Частушки и их обязательный парадокс, выверт ожидаемого.
«Я иду мимо плетня
Собаки лают на меня…»
Чего уж проще? Абсолютно нормальная повседневная и повсеместная ситуация. «Все так живут». И вдруг…
«Чего, собаки, лаете?
Ведь вы меня не знаете».
Но ведь собака и сидит на цепи для того, чтобы лаять на незнакомого человека!
Кое-какая аналитика по русскому фольку в молодости на глаза попадалась. Я мог хоть понимать образы и обороты, которые мне подсовывали. И нагло дополнять:
— Ой ты матушка, мать сыра земля…
— Годится, но можно разнообразить: «Ой ты батюшка, камень бел горюч».
Почему на Руси камень — «бел горюч»? Что за минерал? — Никогда не видел. Но былины именно такое вспоминают.
Впрочем, я не настаивал. Опыт собственной сценарной деятельности, когда из десятка листов моего текста оставалось 1–2… Ребятам эти слова говорить, самим затрещины получать. Они допустимые границы чувствуют лучше.
Сделанная мною колода «карт Проппа» произвела впечатление. И не только на «сказочников» — «картишки» воспроизводились и активно использовались в приютах. Детишки получали массу удовольствия, тасуя эти картинки, сочиняя разные истории и попутно развивая креативность с ассоциативностью и разговорностью.

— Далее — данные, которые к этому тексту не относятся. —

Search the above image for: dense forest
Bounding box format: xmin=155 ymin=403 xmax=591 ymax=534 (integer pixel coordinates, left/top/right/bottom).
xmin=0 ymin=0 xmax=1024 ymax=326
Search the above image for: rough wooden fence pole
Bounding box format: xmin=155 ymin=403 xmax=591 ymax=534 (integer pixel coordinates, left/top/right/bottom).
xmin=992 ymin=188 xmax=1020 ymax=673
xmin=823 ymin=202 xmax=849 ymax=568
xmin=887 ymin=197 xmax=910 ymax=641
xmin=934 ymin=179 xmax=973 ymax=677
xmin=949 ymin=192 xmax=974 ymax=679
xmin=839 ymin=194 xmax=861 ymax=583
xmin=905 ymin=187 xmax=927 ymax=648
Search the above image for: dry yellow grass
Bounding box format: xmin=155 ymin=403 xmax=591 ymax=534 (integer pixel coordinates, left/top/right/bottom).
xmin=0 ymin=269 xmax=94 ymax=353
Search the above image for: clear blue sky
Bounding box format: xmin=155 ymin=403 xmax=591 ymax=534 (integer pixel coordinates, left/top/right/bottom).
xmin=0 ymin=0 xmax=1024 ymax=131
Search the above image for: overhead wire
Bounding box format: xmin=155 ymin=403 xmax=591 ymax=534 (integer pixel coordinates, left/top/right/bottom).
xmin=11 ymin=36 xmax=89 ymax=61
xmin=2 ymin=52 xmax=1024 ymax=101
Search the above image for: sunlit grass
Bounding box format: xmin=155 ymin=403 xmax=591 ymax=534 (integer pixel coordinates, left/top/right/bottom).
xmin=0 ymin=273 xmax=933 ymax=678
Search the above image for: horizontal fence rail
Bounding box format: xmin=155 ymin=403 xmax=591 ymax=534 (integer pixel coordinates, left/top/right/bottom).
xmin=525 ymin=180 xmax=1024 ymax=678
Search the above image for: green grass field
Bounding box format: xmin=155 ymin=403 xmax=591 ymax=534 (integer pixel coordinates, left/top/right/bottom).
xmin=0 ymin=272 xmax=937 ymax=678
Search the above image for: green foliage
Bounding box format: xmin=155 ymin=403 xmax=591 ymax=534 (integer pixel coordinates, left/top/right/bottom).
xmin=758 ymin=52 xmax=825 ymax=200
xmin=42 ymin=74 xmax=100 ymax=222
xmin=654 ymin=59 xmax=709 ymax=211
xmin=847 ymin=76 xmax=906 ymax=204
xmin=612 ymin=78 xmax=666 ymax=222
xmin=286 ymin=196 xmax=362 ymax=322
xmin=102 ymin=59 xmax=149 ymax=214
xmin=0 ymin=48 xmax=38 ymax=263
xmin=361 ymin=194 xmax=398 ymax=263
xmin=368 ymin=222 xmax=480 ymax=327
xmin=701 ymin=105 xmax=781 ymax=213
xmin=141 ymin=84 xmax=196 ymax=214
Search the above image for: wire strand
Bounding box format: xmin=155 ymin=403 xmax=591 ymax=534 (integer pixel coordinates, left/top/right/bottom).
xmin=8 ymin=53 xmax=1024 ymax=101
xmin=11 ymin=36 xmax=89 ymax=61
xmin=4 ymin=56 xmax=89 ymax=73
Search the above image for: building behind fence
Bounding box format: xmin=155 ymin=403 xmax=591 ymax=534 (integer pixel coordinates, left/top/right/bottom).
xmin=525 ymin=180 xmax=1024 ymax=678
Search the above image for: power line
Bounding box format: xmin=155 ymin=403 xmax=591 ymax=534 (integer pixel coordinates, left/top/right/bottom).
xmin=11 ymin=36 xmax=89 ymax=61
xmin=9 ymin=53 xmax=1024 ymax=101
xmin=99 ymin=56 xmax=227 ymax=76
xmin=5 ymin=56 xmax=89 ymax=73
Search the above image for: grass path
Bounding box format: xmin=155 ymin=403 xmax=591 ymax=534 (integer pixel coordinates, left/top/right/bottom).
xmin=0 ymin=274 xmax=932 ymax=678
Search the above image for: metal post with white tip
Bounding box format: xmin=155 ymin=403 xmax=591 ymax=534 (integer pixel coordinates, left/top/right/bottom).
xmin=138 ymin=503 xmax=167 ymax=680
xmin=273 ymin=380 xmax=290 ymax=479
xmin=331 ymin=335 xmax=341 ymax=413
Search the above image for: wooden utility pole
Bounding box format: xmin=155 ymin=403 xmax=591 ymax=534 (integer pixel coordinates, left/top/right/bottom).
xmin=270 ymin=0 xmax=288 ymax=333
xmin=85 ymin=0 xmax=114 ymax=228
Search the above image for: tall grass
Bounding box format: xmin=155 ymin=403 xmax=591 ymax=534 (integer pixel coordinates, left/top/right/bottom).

А вот Хотен покрутил носом и недовольно фыркнул:
— Хрень. Я и сам знаю — как оно врать. Надоть — по обычаю.
Что ж, «побочный результат — тоже результат». Сочетание стилистических штампов 12 века со структурным анализом мифологии из века 20 — давало ускоренное развитие подрастающего поколения. Ещё один элемент моей «форсированной педагогики».
* * *Глава 508
* * *Традиционно формировались и сюжеты. «Бой с поганской ордой на Земляничном ручье» — типичный.
Цель — чувство гордости, восхищения и сопричастности слушателя. Факты… а кому они нужны?
Эрзя — не кучка грабителей. Которые пожадничали с добычей, да сбежать не успели — мирные жители, «стенающие под пятой». Никаких блочных луков — исключительно «разрывчатые». Чего конкретно там «рвётся» — специалисты и в 21 веке спорят. Никакого удара бронированного отряда на звёздчатых шпорах в спину половцам. Сплошное «развернись рука, раззудись плечо». Про союзников — нурманов, черемис, литвинов — парой строк для общего антуража. А вот молитва Богородице — в полный профиль. И — в фас, в форме лика осиянного, явленного на небесах над полками православными.
Там православных-то… сотня моих людей. Остальные язычники, поганые. Но… Эпическая битва. «И изгнаша поганыя за горы высокые, за реки глыбокые».